I read Angels and Demons years ago before the Da Vinci Code came out and like most everyone else, I thought it was an excellent book. I never read the Da Vinci Code so I can't compare it. It became too popular before I had a chance to read it and I'm weird like that. I've also never read Harry Potter.


----------



## safara duff (Apr 17, 2008)

For me Angels and Demons was one of the intelligent novel I've ever read. I admire Dan Brown for having a creative mind. He has the power to make every scenes as if it was really happen in real life.


----------



## Damian_Rucci (May 21, 2008)

Looks like I better check this one out!


----------



## Dan (Sep 4, 2008)

I have no idea how anyone can think Dan Brown's works are entertaining, clever, suspenseful, original, written well, or realistic in the slightest. I honestly don't.
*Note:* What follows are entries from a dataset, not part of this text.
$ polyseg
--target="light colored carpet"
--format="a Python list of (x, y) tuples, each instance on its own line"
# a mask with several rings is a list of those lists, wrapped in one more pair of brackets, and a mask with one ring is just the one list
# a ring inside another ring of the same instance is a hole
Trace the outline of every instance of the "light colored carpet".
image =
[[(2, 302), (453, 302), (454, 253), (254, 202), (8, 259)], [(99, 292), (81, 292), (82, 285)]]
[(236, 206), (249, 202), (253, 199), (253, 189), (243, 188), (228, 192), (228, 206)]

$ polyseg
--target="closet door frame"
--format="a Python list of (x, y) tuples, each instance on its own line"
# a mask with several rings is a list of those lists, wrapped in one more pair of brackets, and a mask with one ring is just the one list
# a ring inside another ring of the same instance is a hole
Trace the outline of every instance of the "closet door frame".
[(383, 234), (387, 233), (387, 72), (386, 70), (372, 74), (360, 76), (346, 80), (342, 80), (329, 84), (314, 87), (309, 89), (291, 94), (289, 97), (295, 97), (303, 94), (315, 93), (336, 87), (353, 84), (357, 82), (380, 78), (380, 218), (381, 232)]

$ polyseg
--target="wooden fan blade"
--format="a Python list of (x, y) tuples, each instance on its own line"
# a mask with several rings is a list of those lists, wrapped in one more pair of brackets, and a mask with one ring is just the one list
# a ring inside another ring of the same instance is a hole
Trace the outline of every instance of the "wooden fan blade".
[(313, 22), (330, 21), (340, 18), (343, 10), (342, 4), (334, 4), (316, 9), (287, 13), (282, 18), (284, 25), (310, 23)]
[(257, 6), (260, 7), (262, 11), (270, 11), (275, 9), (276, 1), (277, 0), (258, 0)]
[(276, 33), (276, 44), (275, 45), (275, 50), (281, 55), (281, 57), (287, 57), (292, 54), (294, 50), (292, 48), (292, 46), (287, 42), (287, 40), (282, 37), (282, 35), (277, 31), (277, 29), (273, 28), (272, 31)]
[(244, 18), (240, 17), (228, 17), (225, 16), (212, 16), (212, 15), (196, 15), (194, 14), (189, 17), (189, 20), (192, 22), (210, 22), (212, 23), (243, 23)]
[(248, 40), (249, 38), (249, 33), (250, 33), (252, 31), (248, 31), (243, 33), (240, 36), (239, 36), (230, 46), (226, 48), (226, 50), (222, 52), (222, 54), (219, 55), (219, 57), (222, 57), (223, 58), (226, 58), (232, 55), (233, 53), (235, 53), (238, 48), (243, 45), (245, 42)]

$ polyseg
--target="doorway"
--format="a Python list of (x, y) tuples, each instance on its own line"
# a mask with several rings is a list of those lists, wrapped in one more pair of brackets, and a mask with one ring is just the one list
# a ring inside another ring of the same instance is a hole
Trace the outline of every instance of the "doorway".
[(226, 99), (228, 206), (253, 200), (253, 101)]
I'm a popular fiction kind of reader, but his stuff is abysmal. And yes, I've read _The DaVinci Code, Angels and Demons, _and_ Digital Fortress_, so it's not like I read two chapters and just gave up.


----------



## Akumu (Sep 8, 2008)

"The DaVinci Code" is like reading an Idiot's Guide to "Holy Blood, Holy Grail".

"Angels & Demons" is original and yet after reading it, you conclude it is idiotic nonetheless. The style has all the intricacies of Danielle Steele or a Wall-Mart catalogue.

Mr. Brown should drop the pen and pick up a shovel.


----------



## Sam (Sep 8, 2008)

Akumu said:


> "The DaVinci Code" is like reading an Idiot's Guide to "Holy Blood, Holy Grail".
> 
> "Angels & Demons" is original and yet after reading it, you conclude it is idiotic nonetheless. The style has all the intricacies of Danielle Steele or a Wall-Mart catalogue.
> 
> Mr. Brown should drop the pen and pick up a shovel.



Yeah? Tell that to the millions and millions of pounds he's made from the Da Vinci code.


----------



## Akumu (Sep 8, 2008)

I really don't see how financial validation is in any way indicative of artistic value.

Would that mean J.K. Rowling is an objectively better author than James Joyce?


----------



## Sam (Sep 8, 2008)

You said he should put his pen down and pick up a shovel. Millions of pounds in the bank and a legion of followers who buy anything he writes tells you otherwise. 

He's not the best writer in the world. He is a very _smart_ writer, however, because he wrote a book that appealed to most of the world.


----------



## Akumu (Sep 9, 2008)

lol. He should drop the pen for literature's sake, not his own. I'm neither Mr. Brown, his mother, nor his agent, so I find his bank account to be a perfectly immaterial argument in the debate about whether or not he should resume writing.


----------



## Sam (Sep 9, 2008)

Considering that the Da Vinci Code has been translated into almost every language in the world, and the fact that his first books sold more after he'd written it, I would be inclined to think that someone thinks he is a marketable writer. After all, it's not about how well you write the book that helps you sell it, it's how well you market it. 

He's not the best writer. Neither is JK Rowling. Both of them, however, are laughing all the way to the bank. 

PS: I thought Angels and Demons was a very good book.


----------